Architecture in the Scandinavian Countries
Marian C. Donnelly is Professor Emeritus of Art History at the University of Oregon and has served as president of the Society of Architectural Historians. She is the author of two previous books, The New England Meeting Houses of the Seventeenth Century and A Short History of Observatories.
The most complete survey of Nordic architecture available today.
From Viking structures to Renaissance housing projects, Medieval stave churches to modern crematoriums, Architecture in the Scandinavian Countries presents the most complete survey of Nordic architecture available today. Its more than 400 illustrations provide a visual introduction to nearly 10,000 years of building in the region, with examples of ecclesiastical, domestic, and civic buildings showing how Scandinavian architects used their own resources and traditions, as well as adapting the styles of medieval, Renaissance, baroque, and modern Europe to generate ideas that were to have major international consequences.

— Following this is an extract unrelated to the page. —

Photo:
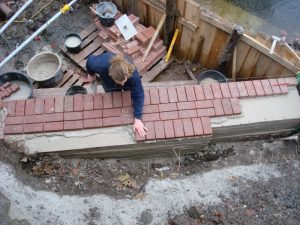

More than three decades after Thomas Paulsson published his pioneering book Scandinavian Architecture, the first serious attempt to present a unified history of Nordic building, Marian Donnelly has written an even more comprehensive work. Donnelly's account begins with the earliest known remains of dwellings dating to around 7500 B.C. and closes with the commercial buildings of the 1970s. In between, she covers every important figure, movement, and style in Denmark, Sweden, Norway, Finland, Iceland, and the Faroes. Included are both canonical and unknown structures, obscure and celebrated architects. There is an extensive bibliography and a guide to biographical references for the architects.